Lui rimase immobile, poi si pulì lo sputo con la maglietta e mi fissò, con gli occhi che mandavano lampi:-Adesso ti insegno io le buone maniere, brutta putt...-
Ma Gio rialzatosi in piedi gridò:-Fermo! Ora calmati, Napu! Statemi bene a sentire ragazzi, nessuno, ripeto nessuno deve toccare questa ragazza, chiaro? O ne risponderà a me.-La sua faccia era talmente seria e minacciosa che avrebbe convinto chiunque a lasciar perdere.
Napu aggrottò le sopracciglia e chiese:-Perché capo? Potevamo divertirci, sembra che abbia degli argomenti interessanti.-E lanciò un'occhiata al mio petto che si notava anche sotto la felpa ampia.

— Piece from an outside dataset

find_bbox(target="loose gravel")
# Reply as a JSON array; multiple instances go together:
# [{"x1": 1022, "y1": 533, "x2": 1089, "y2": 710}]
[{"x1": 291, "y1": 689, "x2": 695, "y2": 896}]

Gio lo fissò un attimo, poi disse:-Non qui, dobbiamo parlarne lontano da occhi indiscreti, andiamo dentro la villa e state attenti che lei non scappi.-I due ragazzi che mi tenevano per le braccia mi tirarono su e ad un cenno di Giovanni tutti entrarono dentro la villa disabitata. Percorremmo un corridoio buio, svoltammo a sinistra e iniziammo a scendere le scale dello scantinato. La porta si chiuse alle nostre spalle, qualcuno accese una lampadina appesa al soffitto, sentivo il mio cuore battere a mille: ero in trappola, lì nessuno mi avrebbe mai sentito se avessi gridato.